Dans ce contexte, la Cour suprême en est venue à la conclusion que même si l'immunité de l'OPANO s'appliquait aux réclamations de l'appelant, la réclamation concernant l'indemnité de cessation d'emploi prévue par le règlement sur le personnel de l'OPANO devait être traitée de façon distincte. L'affaire a donc été renvoyée à la Cour suprême de la Nouvelle-Écosse pour que celle-ci statue sur cette réclamation.

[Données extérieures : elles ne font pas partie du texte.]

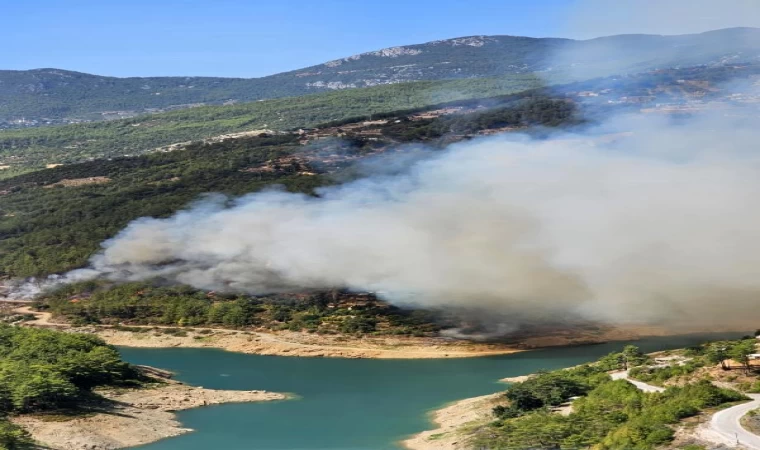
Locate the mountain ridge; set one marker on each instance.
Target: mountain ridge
(51, 96)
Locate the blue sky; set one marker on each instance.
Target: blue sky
(250, 38)
(245, 38)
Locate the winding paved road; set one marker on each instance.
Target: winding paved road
(724, 426)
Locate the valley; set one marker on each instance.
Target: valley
(319, 257)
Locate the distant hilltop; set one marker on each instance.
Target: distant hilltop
(52, 96)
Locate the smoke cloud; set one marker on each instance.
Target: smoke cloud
(652, 224)
(594, 18)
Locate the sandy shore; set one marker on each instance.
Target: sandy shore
(305, 344)
(130, 417)
(288, 343)
(449, 421)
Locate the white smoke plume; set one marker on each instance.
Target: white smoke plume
(656, 223)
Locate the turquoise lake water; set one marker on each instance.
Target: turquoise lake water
(344, 404)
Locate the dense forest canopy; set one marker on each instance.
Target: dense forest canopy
(44, 370)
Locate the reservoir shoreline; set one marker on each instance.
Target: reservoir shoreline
(302, 344)
(124, 418)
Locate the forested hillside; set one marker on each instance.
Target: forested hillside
(72, 143)
(55, 94)
(53, 220)
(26, 149)
(43, 371)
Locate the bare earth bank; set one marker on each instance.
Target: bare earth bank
(449, 421)
(131, 417)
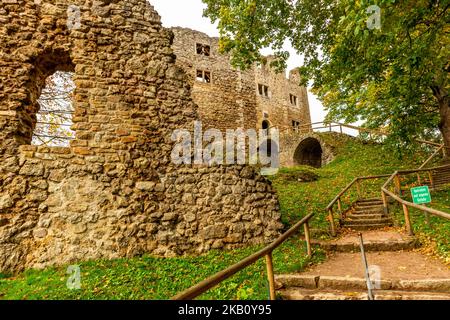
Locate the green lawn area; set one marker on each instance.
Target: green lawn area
(157, 278)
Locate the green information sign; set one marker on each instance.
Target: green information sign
(421, 195)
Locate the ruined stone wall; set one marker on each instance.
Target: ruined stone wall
(232, 98)
(229, 100)
(115, 191)
(281, 112)
(291, 141)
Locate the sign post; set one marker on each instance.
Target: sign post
(421, 195)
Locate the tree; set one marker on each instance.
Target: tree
(393, 75)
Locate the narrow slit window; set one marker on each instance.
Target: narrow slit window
(203, 76)
(263, 90)
(294, 100)
(203, 49)
(54, 119)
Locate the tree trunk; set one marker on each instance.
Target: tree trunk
(444, 109)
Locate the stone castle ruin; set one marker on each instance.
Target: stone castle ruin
(114, 192)
(228, 98)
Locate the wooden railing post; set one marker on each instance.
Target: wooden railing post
(358, 189)
(398, 187)
(270, 276)
(430, 175)
(308, 239)
(385, 203)
(407, 220)
(331, 219)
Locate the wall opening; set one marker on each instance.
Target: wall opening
(203, 76)
(268, 148)
(203, 49)
(54, 118)
(309, 152)
(294, 100)
(263, 90)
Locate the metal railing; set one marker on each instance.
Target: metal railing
(267, 252)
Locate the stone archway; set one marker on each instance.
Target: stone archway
(265, 125)
(309, 152)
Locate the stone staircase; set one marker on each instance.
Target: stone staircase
(405, 274)
(441, 178)
(299, 287)
(366, 214)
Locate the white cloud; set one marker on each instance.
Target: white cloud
(189, 14)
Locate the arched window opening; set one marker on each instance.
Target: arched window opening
(309, 152)
(268, 148)
(54, 118)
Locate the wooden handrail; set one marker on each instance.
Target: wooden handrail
(406, 204)
(333, 202)
(417, 206)
(221, 276)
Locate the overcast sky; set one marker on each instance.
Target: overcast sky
(189, 13)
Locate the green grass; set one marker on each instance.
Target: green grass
(160, 278)
(157, 278)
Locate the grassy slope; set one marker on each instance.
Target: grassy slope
(155, 278)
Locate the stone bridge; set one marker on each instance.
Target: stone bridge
(310, 149)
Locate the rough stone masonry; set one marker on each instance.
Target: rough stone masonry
(114, 192)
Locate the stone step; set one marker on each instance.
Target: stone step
(305, 294)
(369, 202)
(369, 211)
(367, 221)
(371, 246)
(365, 227)
(289, 281)
(368, 208)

En conclusion, les organisations internationales jouissant de la même immunité que l'OPANO, ne devraient pas s'attendre à ce que cette immunité s'applique à leurs règles internes régissant les droits des employés en cas de cessation d'emploi. Par contre, ces organisations peuvent s'attendre à ce que d'éventuels recours pour congédiement injustifié soient visés par l'immunité qui leur est accordée en vertu d'un décret pris en application de la Loi sur les missions étrangères et les organisations internationales. Finalement, bien que cette décision traite spécifiquement d'un recours pour congédiement injustifié, les principes adoptés par la Cour suprême et l'immunité conférée en vertu de la loi susmentionnée ne se limitent pas aux réclamations portant sur une relation de travail. La Cour suprême a confirmé qu'il y a lieu d'examiner le libellé du décret accordant l'immunité afin d'établir si une réclamation pouvait être déposée. Compte tenu du raisonnement de la Cour suprême dans cette décision, il y a lieu de croire que l'immunité sera accordée lorsqu'elle concerne diverses questions juridiques qui sont essentielles à l'exercice des fonctions de l'organisation visée.